Development of inflammatory bowel disease (IBD) involves the interplay of environmental and genetic factors with the host immune system. Mechanisms contributing to immune dysregulation in IBD are not fully defined. Development of novel therapeutic strategies is focused on controlling aberrant immune response in IBD. Current IBD therapy utilizes a combination of immunomodulators and biologics to suppress pro-inflammatory effectors of IBD. However, the role of immunomodulatory factors such as annexin A1 (ANXA1) is not well understood. The goal of this study was to examine the association between ANXA1 and IBD, and the effects of anti-TNF-α, Infliximab (IFX), therapy on ANXA1 expression.


ANXA1 and TNF-α transcript levels in PBMC were measured by RT PCR. Clinical follow up included the administration of serial ibdQs. ANXA1 expression in the gut mucosa was measured by IHC. Plasma ANXA1 levels were measured by ELISA.
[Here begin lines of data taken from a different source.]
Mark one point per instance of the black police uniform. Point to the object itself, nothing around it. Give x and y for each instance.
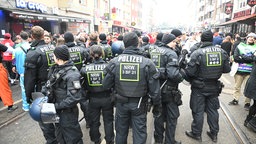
(80, 56)
(99, 101)
(133, 77)
(166, 60)
(107, 50)
(64, 81)
(204, 69)
(38, 60)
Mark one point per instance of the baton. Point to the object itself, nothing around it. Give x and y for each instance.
(163, 84)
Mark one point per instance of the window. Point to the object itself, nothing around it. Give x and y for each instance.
(83, 2)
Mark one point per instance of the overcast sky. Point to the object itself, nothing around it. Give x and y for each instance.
(173, 11)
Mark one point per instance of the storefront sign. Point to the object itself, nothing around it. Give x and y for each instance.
(117, 22)
(251, 3)
(228, 8)
(242, 13)
(31, 6)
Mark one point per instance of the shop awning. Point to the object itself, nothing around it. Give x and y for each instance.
(238, 20)
(37, 16)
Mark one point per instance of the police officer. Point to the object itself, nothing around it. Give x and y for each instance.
(65, 92)
(38, 60)
(204, 69)
(166, 59)
(99, 99)
(78, 54)
(106, 47)
(80, 57)
(133, 77)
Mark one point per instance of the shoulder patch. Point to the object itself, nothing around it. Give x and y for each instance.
(76, 84)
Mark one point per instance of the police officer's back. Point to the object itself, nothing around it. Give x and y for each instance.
(38, 60)
(204, 69)
(166, 60)
(133, 77)
(65, 92)
(106, 47)
(78, 54)
(100, 100)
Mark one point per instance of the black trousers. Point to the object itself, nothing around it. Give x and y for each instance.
(8, 65)
(68, 130)
(127, 113)
(98, 105)
(169, 115)
(201, 103)
(49, 133)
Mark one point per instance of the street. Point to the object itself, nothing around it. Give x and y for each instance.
(19, 128)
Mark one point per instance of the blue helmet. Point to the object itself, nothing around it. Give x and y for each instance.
(35, 108)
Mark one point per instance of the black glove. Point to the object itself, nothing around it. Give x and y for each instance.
(29, 100)
(157, 110)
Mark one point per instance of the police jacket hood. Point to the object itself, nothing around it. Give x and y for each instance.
(37, 43)
(104, 42)
(70, 44)
(132, 50)
(99, 61)
(206, 44)
(92, 43)
(68, 63)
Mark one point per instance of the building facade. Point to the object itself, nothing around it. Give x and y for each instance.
(235, 16)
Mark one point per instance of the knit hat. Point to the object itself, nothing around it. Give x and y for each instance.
(102, 36)
(7, 35)
(207, 36)
(145, 39)
(251, 35)
(167, 38)
(131, 39)
(61, 52)
(176, 32)
(159, 36)
(138, 33)
(69, 37)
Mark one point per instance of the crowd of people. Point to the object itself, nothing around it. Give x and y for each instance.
(128, 72)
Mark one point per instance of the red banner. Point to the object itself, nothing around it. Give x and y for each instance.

We found that the reduction in ANXA1 protein levels in plasma coincided with a decrease in the ANXA1 mRNA expression in peripheral blood of IBD patients. ANXA1 expression is upregulated during IFX therapy in patients with a successful intervention but not in clinical non-responders. The IFX therapy also modified the cellular immune activation in the peripheral blood of IBD patients. Decreased expression of ANXA1 was detected in the colonic mucosa of IBD patients with incomplete resolution of inflammation during continuous therapy, which correlated with increased levels of TNF-α transcripts. Gut mucosal epithelial barrier disruption was evident by increased plasma bacterial 16S levels.


Loss of ANXA1 expression may support inflammation during IBD and can serve as a biomarker of disease progression. Changes in ANXA1 levels may be predictive of therapeutic efficacy.